I am by no means a master with Ruby and am quite new to Scrubyt. I was just trying out some examples found on there wiki page. The example i was working on was getting the search results returned by Google when you search for 'ruby' and I had the idea of grabbing the URL of each result so I could go ahead and fetch that page as well. The problem is I don't know how to grab the URL appropriately.
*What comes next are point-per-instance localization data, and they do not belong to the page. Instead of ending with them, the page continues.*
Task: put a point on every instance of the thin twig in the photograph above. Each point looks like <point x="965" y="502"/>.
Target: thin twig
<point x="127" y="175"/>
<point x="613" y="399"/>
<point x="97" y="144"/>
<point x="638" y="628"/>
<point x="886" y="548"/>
This is my following code:
require 'rubygems'
require 'scrubyt'
google_data = Scrubyt::Extractor.define do
fetch 'http://www.google.com/ncr'
fill_textfield 'q','ruby'
submit
link_title "//a[@class='l']", :write_text => true do
link_url
end
end
google_data.to_xml.write($stdout, 1);
The code prints out the XML data appropriately (name and link) but how do I retrieve the link without the <link_url>
tags that seems to get added to it (I tried to print out link_url and I noticed the tags are printed as well). Could I do something as simple as fetch link_url
or is there a way of extracting the text from the xml content held in link_url
?
This is some of the content that gets printed by the google_data.to_xml.write()
:
<root>
<link_title>
Ruby Programming Language
<link_url>http://ruby-lang.org/</link_url>
</link_title>
<link_title>
Download Ruby
<link_url>http://www.ruby-lang.org/en/downloads/</link_url>
</link_title>
<link_title>
Ruby - The Inspirational Weight Loss Journey on the Style Network ...
<link_url>http://www.mystyle.com/mystyle/shows/ruby/index.jsp</link_url>
</link_title>
<link_title>
Ruby (programming language) - Wikipedia, the free encyclopedia
<link_url>http://en.wikipedia.org/wiki/Ruby_(programming_language)</link_url>
</link_title>
</root>